An early scene in A Serious Man, the latest from writers/producers/directors Joel and Ethan Coen, references the paradox of Schroedinger’s cat.  It’s an illustration from the field of quantum physics in which there is a cat inside a box that may be either alive or dead, or possibly both simultaneously.  According to the illustration, the cat will remain in this indeterminate state until someone actually looks inside the box.   In other words, we don’t know what we have until we examine it.  Until then, all possibilities remain, but none of them are “real”.   That’s a major simplification of a pretty complex idea, but it should do for this review.

The man who provides this illustration is college physics professor Larry Gopnik (Michael Stuhlbarg), who doesn’t realize how apt a metaphor it is for his own state of unexamined existence and unrealized potential.  That all changes one day when Larry wakes up to find everything he believed to be true is wrong.  His wife (Sari Lennick) is leaving him, the only time his son (Aaron Wolf) has any use for him is when the TV antenna on the roof needs adjusting, his daughter (Jessica McManus) is stealing money out of his wallet, and his freeloading brother (Richard Kind) is tying up the bathroom draining his sebaceous cyst and getting into small time trouble with the law. 

It’s just as bad at work as it is at home.  Larry’s tenure could be in jeopardy due to a series of anonymous letters accusing him of moral turpitude, he’s having trouble with a student trying to bribe him for a better grade, and someone from Columbia House Records keeps calling to collect on the last four selections of the month, which Larry is sure he never ordered.    How and why is all this is happening ?  Is it bad luck or a curse from God, and what can be done about it?  No one, including the rabbis at Larry's synagogue, seems to have any answers.  Larry could use a hug, but the only one offering is Sy (Fred Melamed), the man his wife is leaving him for. 

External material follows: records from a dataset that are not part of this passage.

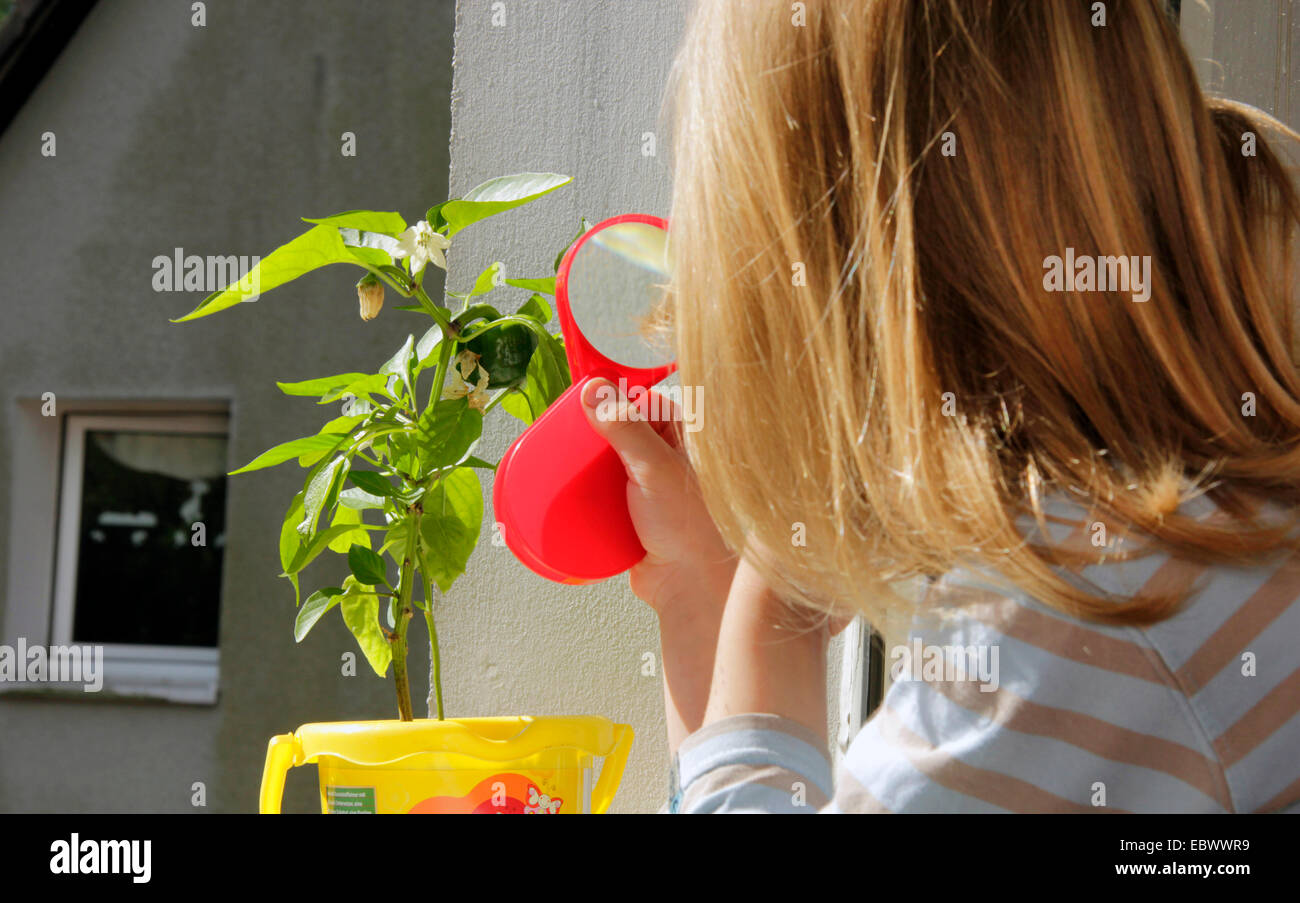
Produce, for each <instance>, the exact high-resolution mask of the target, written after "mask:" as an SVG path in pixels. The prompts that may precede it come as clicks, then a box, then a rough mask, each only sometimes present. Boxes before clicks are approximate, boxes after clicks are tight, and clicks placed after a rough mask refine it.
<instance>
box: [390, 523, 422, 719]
mask: <svg viewBox="0 0 1300 903" xmlns="http://www.w3.org/2000/svg"><path fill="white" fill-rule="evenodd" d="M407 524H408V529H409V533H408V537H409V538H408V539H407V552H406V555H403V557H402V583H400V586H399V592H398V598H396V599H395V600H394V604H395V605H396V611H395V612H394V618H393V621H394V624H395V625H396V629H395V630H394V631H393V635H391V638H390V639H389V642H390V643H391V644H393V678H394V681H395V682H396V690H398V717H400V719H402V720H403V721H413V720H415V711H413V709H412V707H411V678H409V676H408V674H407V667H406V654H407V642H406V638H407V629H408V628H409V626H411V591H412V589H413V586H412V583H415V564H413V561H412V560H411V543H412V542H416V539H415V537H416V535H417V533H416V531H417V530H419V529H420V512H419V511H411V513H409V516H408V518H407Z"/></svg>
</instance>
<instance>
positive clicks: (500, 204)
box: [430, 173, 573, 235]
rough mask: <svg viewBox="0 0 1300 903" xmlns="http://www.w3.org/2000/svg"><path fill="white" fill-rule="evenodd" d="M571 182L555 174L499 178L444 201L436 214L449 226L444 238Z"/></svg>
mask: <svg viewBox="0 0 1300 903" xmlns="http://www.w3.org/2000/svg"><path fill="white" fill-rule="evenodd" d="M572 181H573V179H572V177H569V175H556V174H555V173H516V174H513V175H502V177H500V178H495V179H489V181H487V182H484V183H482V184H480V186H477V187H474V188H472V190H471V191H469V192H468V194H465V196H464V197H459V199H455V200H448V201H446V203H445V204H442V205H441V207H439V209H438V214H439V216H441V217H442V218H443V220H445V221H446V222H447V226H448V227H450V229H448V231H447V235H455V234H456V233H458V231H460V230H461V229H464V227H465V226H469V225H473V223H476V222H478V221H480V220H486V218H487V217H490V216H495V214H497V213H503V212H504V210H510V209H512V208H515V207H519V205H521V204H526V203H529V201H533V200H537V199H538V197H541V196H542V195H545V194H549V192H551V191H555V188H559V187H562V186H565V184H568V183H569V182H572ZM430 225H432V223H430Z"/></svg>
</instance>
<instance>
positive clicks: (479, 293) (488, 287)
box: [465, 260, 502, 300]
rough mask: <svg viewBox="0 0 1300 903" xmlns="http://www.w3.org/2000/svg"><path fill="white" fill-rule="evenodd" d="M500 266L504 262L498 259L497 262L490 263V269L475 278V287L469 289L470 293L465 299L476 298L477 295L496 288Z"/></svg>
mask: <svg viewBox="0 0 1300 903" xmlns="http://www.w3.org/2000/svg"><path fill="white" fill-rule="evenodd" d="M500 268H502V262H500V261H499V260H498V261H497V262H494V264H491V265H489V266H487V269H485V270H484V272H482V273H480V274H478V278H477V279H474V287H473V288H471V290H469V294H468V295H465V300H469V299H471V298H474V296H477V295H486V294H487V292H490V291H491V290H493V288H495V287H497V278H498V277H497V274H498V273H499V272H500Z"/></svg>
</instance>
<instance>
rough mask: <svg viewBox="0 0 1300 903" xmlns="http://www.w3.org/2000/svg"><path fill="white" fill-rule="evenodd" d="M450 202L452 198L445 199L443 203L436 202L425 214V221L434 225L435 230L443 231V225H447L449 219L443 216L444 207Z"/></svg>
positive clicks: (429, 223) (432, 224) (436, 230)
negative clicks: (442, 215) (442, 209)
mask: <svg viewBox="0 0 1300 903" xmlns="http://www.w3.org/2000/svg"><path fill="white" fill-rule="evenodd" d="M452 200H455V199H452ZM450 203H451V201H450V200H445V201H442V203H441V204H434V205H433V207H430V208H429V209H428V212H426V213H425V214H424V218H425V221H426V222H428V223H429V225H430V226H432V227H433V230H434V231H442V227H443V226H446V225H447V221H446V220H445V218H443V216H442V208H443V207H446V205H447V204H450Z"/></svg>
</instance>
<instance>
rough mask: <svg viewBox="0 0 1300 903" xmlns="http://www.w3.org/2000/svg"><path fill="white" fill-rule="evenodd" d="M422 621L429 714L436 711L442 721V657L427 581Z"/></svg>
mask: <svg viewBox="0 0 1300 903" xmlns="http://www.w3.org/2000/svg"><path fill="white" fill-rule="evenodd" d="M424 602H425V612H424V622H425V624H426V625H428V626H429V716H430V717H433V716H434V712H437V719H438V721H442V657H441V656H439V654H438V628H437V626H434V624H433V599H432V592H430V585H429V581H428V579H425V582H424Z"/></svg>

That’s an awful lot of misfortune for one man and one film, but this being the Coen Brothers, comedy and tragedy walk hand in hand.  Some of the film’s funniest moments are its darkest, proving the old axiom that it’s tragedy when it happens to you, it’s comedy when it happens to someone else.  The film gives the audience a lot to think about, including issues of faith, the nature of truth, the power (or lack thereof) of storytelling, and what it’s like to be a middle class Jew living in the suburbs.  It probably requires more than one viewing to fully digest, but like most of the Coen Brothers’ works, it also functions as pure entertaining cinema.  Each member of the mostly unknown cast is a perfect fit for their role, and the writing and direction are the Coens at their best.  No doubt the ending will annoy some, but it’s completely in keeping with the central theme.  Two characters are left hanging between life and death.  What’s their fate?  You’ll have to look inside.

3 comments:

Brian White said...

Oh no! It has one of those endings :(

I love their movies, but you are right...their endings always annoy me...

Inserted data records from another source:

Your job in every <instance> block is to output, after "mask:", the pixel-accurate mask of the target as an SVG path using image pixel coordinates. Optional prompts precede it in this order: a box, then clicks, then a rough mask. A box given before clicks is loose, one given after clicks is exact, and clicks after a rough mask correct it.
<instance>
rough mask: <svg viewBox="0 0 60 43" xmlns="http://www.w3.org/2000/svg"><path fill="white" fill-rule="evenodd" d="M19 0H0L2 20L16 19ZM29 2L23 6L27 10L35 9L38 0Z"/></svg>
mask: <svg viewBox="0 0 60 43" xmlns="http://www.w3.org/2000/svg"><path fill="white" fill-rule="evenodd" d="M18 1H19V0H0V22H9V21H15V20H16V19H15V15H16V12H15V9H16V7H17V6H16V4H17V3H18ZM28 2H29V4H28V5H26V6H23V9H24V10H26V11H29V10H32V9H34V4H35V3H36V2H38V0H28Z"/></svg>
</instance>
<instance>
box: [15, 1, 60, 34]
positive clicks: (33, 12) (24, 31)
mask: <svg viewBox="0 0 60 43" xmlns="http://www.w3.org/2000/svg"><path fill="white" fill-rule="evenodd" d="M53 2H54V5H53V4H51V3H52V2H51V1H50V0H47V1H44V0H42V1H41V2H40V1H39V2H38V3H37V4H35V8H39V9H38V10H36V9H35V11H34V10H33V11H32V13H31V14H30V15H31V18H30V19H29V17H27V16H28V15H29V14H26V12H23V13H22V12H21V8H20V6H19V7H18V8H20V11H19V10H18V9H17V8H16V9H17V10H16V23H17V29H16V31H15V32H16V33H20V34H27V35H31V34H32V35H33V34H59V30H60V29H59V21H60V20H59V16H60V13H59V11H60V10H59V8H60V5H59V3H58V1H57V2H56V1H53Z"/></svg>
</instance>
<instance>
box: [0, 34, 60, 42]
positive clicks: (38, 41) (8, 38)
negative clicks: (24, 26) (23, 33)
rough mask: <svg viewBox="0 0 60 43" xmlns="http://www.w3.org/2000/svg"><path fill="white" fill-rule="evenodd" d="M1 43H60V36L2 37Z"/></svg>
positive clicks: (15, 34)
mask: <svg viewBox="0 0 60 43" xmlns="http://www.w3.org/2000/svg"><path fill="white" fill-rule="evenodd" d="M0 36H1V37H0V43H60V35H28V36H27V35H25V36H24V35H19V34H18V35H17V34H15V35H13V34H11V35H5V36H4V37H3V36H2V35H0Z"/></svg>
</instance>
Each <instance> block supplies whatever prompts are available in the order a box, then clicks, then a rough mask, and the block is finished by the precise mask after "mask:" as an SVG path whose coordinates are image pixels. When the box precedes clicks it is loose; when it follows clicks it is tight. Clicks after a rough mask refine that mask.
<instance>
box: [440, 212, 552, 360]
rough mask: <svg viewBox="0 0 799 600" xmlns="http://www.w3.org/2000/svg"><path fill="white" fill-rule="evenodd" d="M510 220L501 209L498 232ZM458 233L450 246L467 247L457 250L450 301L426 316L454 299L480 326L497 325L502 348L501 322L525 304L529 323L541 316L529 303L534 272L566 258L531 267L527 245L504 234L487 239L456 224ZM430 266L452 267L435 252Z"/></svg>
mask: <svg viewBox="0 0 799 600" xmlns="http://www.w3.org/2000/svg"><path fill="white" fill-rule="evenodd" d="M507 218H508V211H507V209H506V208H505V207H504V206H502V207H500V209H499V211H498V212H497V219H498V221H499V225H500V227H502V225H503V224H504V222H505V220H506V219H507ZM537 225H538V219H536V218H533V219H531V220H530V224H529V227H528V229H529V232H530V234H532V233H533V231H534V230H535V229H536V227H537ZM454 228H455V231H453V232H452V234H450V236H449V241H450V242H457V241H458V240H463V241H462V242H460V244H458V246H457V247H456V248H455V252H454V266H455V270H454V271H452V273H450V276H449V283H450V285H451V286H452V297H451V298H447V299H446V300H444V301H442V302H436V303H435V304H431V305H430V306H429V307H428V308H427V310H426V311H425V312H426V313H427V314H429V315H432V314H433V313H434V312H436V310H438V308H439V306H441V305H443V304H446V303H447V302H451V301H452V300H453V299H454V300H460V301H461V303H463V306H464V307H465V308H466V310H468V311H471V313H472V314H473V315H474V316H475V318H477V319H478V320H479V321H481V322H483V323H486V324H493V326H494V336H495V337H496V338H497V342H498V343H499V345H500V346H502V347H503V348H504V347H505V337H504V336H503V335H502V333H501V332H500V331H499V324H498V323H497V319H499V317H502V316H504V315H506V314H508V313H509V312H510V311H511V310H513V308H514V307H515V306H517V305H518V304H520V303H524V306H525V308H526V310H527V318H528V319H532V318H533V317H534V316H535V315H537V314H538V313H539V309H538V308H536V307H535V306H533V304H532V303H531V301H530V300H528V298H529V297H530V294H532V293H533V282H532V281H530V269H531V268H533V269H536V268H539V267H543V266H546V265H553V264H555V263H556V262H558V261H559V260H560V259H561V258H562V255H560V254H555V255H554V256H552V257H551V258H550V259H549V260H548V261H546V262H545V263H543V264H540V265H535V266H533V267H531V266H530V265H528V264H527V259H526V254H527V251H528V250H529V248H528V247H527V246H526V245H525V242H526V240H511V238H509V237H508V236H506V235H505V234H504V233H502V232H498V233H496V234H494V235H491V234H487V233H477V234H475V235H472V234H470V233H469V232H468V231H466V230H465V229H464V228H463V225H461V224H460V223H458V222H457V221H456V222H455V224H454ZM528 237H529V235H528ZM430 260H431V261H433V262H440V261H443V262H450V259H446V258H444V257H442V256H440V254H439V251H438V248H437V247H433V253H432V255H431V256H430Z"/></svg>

Thanks for the great write up!

Brian White said...

p.s.

I LOVE the story title you gave your review here!

You managed to evoke a smile on my somber early morning face. Thanks!

Franco Macabro said...

Love me some Coen Bros., cant wait for this one to arrive, interesting that they chose to do this film with a cast of unknowns...usually they have every actor on the planet wanting to be on their next film.